Karena itu kami melihat bahwa terobosan-terobosan ilmu pengetahuan dan teknologi ini seharusnya tidak hanya berhenti pada tahap sebuah laporan. Atau menjadi suatu bagian eksklusif dari KKP.Hasil riset ini harus disebarkan seluas mungkin. Hasil riset kita harus bisa masuk di lembaga pendidikan dan pelatihan. Jika ada hasil riset kita yang memiliki nilai jual, akan ditawarkan untuk mendapat kerjasama dengan pihak ketiga.

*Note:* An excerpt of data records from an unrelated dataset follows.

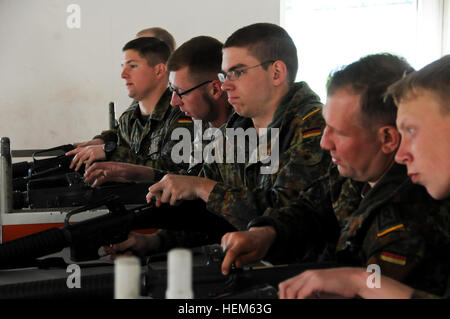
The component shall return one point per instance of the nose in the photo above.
(403, 156)
(175, 100)
(326, 142)
(226, 85)
(124, 73)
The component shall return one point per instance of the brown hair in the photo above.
(203, 56)
(267, 42)
(161, 34)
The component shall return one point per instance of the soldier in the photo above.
(155, 32)
(195, 62)
(145, 128)
(423, 105)
(384, 218)
(259, 69)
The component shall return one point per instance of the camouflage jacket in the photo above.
(244, 191)
(150, 144)
(399, 227)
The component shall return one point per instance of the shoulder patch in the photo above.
(311, 133)
(393, 258)
(387, 231)
(308, 115)
(388, 221)
(185, 120)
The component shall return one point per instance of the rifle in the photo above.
(254, 282)
(86, 237)
(24, 172)
(69, 190)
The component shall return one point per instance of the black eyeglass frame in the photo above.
(233, 75)
(180, 95)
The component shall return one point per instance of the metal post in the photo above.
(112, 116)
(5, 179)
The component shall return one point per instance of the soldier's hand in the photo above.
(102, 172)
(96, 141)
(137, 244)
(324, 283)
(243, 247)
(173, 189)
(86, 155)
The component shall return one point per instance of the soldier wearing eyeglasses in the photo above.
(259, 67)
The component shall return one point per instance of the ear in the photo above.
(279, 74)
(160, 70)
(389, 138)
(216, 89)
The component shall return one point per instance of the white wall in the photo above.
(56, 82)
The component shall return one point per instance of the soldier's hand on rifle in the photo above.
(96, 141)
(244, 247)
(102, 172)
(173, 189)
(345, 282)
(137, 244)
(86, 155)
(324, 283)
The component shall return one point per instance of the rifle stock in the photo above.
(258, 282)
(86, 237)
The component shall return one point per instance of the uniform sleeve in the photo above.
(159, 154)
(300, 164)
(395, 243)
(107, 135)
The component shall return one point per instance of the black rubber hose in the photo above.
(98, 286)
(23, 251)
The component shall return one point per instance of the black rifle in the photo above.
(24, 172)
(257, 282)
(69, 190)
(86, 237)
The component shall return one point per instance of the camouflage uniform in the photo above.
(396, 225)
(149, 144)
(242, 192)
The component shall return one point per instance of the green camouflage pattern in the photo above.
(151, 144)
(399, 227)
(242, 192)
(308, 227)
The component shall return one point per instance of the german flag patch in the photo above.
(387, 231)
(185, 120)
(393, 258)
(311, 133)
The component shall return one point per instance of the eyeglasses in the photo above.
(236, 74)
(180, 94)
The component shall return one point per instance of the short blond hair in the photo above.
(159, 33)
(434, 77)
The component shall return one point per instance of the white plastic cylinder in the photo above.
(179, 274)
(6, 192)
(127, 277)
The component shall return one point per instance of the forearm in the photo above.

Badan Riset dan Sumber Daya Manusia (BRSDM) telah melakukan upaya transformasi budaya maritim, salah satunya dengan membangun konsep desa inovasi, yaitu desa yang dibentuk secara khusus untuk mengembangkan komoditas utama perikanan yang dimiliki dengan sentuhan inovasi dan teknologi yang lebih maju dan modern. Beberapa desa inovasi yang sudah terbentuk antara lain Kampung Nila di Dusun Bokesan, Sleman; Kampung Rajungan di Desa Betahwalang, Demak; Kampung Sidat di Desa Kaliwungu, Cilacap, dan Kampung Gabus di Desa Babakan, Ciseeng, Jawa Barat. Kami membayangkan jika kita bisa mengembangkan model-model seperti itu di seluruh wilayah Indonesia, maka transformasi budaya maritim, baik untuk penangkapan ikan maupun budidaya itu akan terjadi karena mereka sudah melakukannya secara intensif. Anaknya dididik di sekolah, pelaku usaha, kawasannya dibina, pada jantungnya diisi dengan inovasi dan teknologi.

Buku Transformasi Budaya Maritim Berbasis Inovasi Teknologi ini merupakan buah pemikiran dari Kepala BRSDM, Sjarief Widjaja tentang bagaimana seharusnya para pengambil kebijakan, stakeholder, maupun masyarakat mulai mengubah cara pandang mereka tentang konsep membangun masyarakat maritim. Kata kuncinya adalah memahami budaya maritim masyarakat Indonesia, dilihat dari aspek sejarah dan geografinya. Kemudian memberikan mereka sentuhan inovasi dan teknologi yang dikembangkan berdasarkan pada apa yang sudah mereka kuasai selama ini.

Kami berharap apa yang tersaji dalam buku Transformasi Budaya Maritim Berbasis Inovasi dan Teknologi ini bisa menjadi panduan dalam menentukan arah pembangunan SDM Kemaritiman Indonesia. Dalam rangka menuju kesempurnaan buku yang telah disusun, masukan dan tanggapan dari Saudara Dr. Arif Satria (Rektor IPB) dan Kemal Gani (Pemred Majalah SWA) sangat dibutuhkan sehingga ulasan dari keduanya dapat memperkuat isi buku ini.